Getting to Know Metrohm Mexico
I’ve been at Metrohm Mexico for two days now. But even though time has just been flying by, it’s hard to believe it’s only been two days, because so much has happened. Elvira, who’s my Metrohm guide to Mexico, warned me when she picked me up at the airport a little more than a week ago: «It’s going to be a little tour de force.» Well, she wasn’t kidding!
A Typical Mexican Breakfast
Monday was my first day at Metrohm Mexico, and the first day of the Metrohm World Tour! I was greeted with a typical breakfast from Mexico City: atole, a sweet, thick drink made from corn or rice, and guajolotas—bread rolls filled with a tamal, a specialty made from corn dough. A heavy breakfast, but as it turned out later, a good source of energy for what awaited me later … This is Diego Amor, CEO of Metrohm Mexico, filming and commenting on me eating my first guajolota:
After finishing breakfast, Diego gave me a tour of the premises (after having greeted me with some instructions on what to do in the case of an earthquake, which have occurred very frequently the past few days …). Metrohm Mexico is located in Coyoacán in the South of Mexico City, a quiet part of town that is home to many arts and culture sights, including the house of Frida Kahlo and Diego Rivera, which is today the Frida Kahlo Museum. The building was taken into use in April last year and was designed specifically for the needs of the company: with a warehouse in the basement, reception on the ground floor, the service area and a calibration lab on the first floor, an applications lab and training room on the second floor, and office space and a cafeteria on the third floor, our Mexican colleagues have everything they need right at hand to go about sales, trainings, service and repairs, and more.
A University—or a City?
In the two days I’ve spent with Metrohm Mexico so far, I’ve already visited several customers. On Monday, after our Mexican breakfast, Elvira and I joined sales rep Claudia, who’s responsible for customers in the south of Mexico City, to the UNAM, the National Autonomous University of Mexico. Here, Metrohm instruments are being used in several labs, for both teaching and research in various fields. For example, we visited a group working in environmental analysis and another researching processes used in the petrochemical industry.

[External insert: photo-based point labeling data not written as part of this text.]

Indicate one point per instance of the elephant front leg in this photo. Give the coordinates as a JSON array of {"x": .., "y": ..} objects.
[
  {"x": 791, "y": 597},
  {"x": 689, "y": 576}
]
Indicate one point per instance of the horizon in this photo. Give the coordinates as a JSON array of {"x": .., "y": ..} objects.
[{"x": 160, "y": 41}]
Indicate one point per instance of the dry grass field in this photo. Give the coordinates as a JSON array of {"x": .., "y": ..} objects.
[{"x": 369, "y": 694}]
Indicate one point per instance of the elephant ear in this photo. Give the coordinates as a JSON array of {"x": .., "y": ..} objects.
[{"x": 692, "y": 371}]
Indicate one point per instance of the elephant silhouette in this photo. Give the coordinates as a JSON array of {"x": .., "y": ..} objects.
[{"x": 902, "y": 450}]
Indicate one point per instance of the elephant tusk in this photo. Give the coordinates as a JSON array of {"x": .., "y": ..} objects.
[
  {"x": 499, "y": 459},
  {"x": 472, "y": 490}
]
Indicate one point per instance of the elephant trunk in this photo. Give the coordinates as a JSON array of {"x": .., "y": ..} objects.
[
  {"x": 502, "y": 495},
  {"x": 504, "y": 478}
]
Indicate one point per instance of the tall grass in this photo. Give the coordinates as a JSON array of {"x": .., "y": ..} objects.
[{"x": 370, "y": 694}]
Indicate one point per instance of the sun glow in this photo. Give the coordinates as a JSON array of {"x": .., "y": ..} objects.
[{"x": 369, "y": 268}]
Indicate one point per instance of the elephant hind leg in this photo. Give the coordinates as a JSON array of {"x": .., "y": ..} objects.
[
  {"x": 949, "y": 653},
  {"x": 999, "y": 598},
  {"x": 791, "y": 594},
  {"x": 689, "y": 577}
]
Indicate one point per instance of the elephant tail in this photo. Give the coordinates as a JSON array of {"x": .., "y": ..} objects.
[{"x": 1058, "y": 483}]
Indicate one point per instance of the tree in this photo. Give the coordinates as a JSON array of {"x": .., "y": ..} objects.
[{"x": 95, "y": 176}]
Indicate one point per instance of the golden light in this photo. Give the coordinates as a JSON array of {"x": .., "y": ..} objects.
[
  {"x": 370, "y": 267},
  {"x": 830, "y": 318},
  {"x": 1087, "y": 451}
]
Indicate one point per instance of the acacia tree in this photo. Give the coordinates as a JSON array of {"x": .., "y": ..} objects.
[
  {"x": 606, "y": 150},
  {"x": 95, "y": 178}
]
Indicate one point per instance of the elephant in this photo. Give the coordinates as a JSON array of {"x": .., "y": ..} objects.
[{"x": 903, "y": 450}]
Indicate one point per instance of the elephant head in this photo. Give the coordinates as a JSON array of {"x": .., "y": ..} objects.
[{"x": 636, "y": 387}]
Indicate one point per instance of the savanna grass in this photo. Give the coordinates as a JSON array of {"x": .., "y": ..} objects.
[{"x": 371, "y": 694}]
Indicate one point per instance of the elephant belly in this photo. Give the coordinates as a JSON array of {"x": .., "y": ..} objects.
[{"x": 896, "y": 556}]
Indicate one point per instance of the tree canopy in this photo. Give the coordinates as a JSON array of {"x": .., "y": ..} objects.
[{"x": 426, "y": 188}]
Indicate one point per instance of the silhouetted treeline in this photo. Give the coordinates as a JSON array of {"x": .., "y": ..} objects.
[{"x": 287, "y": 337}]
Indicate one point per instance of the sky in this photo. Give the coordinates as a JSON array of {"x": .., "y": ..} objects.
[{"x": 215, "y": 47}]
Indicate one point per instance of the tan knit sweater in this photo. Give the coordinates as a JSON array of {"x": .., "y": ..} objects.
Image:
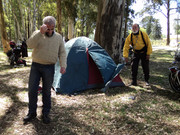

The UNAM is one of the most prestigious universities in Latin America and its dimensions pretty much blew my little European mind: with nearly 400’000 students, it’s as big as an entire city, and the campus is actually known as the Ciudad Universitaria—the University City. You can get lost on this campus (and I would have, if it hadn’t been for Claudia’s good knowledge of the campus). After visiting three research groups and returning to the parking lot, we’d walked more than 10 km, and we only saw a small part of the campus.
On Tuesday, Elvira and I went on a bit of a roadtrip: after a ca. 4 hour drive from Mexico City, we met with David, sales rep for the Bajío region in central Mexico, to visit a large Colgate-Palmolive plant together and talk to some of the people working with Metrohm instruments there. What I found striking on all of our visits was the special relationship that Metrohm Mexico’s field staff and their customers share: they often greet eachother with a hearty hug and call each other by nicknames. All agree: working with the people at Metrohm Mexico feels like working with a colleague rather than a business associate.
In the afternoon, we drove another good hour to see one of the area’s main attractions: the «Peña de Bernal», one of the tallest monoliths in the world. This peak, consisting of a single, huge rock, is both a natural and a cultural monument, and after two long days, the perfect place to enjoy the peace and quiet—and yet another Mexican specialty: pulque—although I have to say I didn’t particularly enjoy it. This traditional drink dating back to pre-Hispanic times is made by fermenting agave juice and tastes like a mix of liquefied sourdough and smelly feet. And what better thing could there be to raise a glass to my 28th birthday?!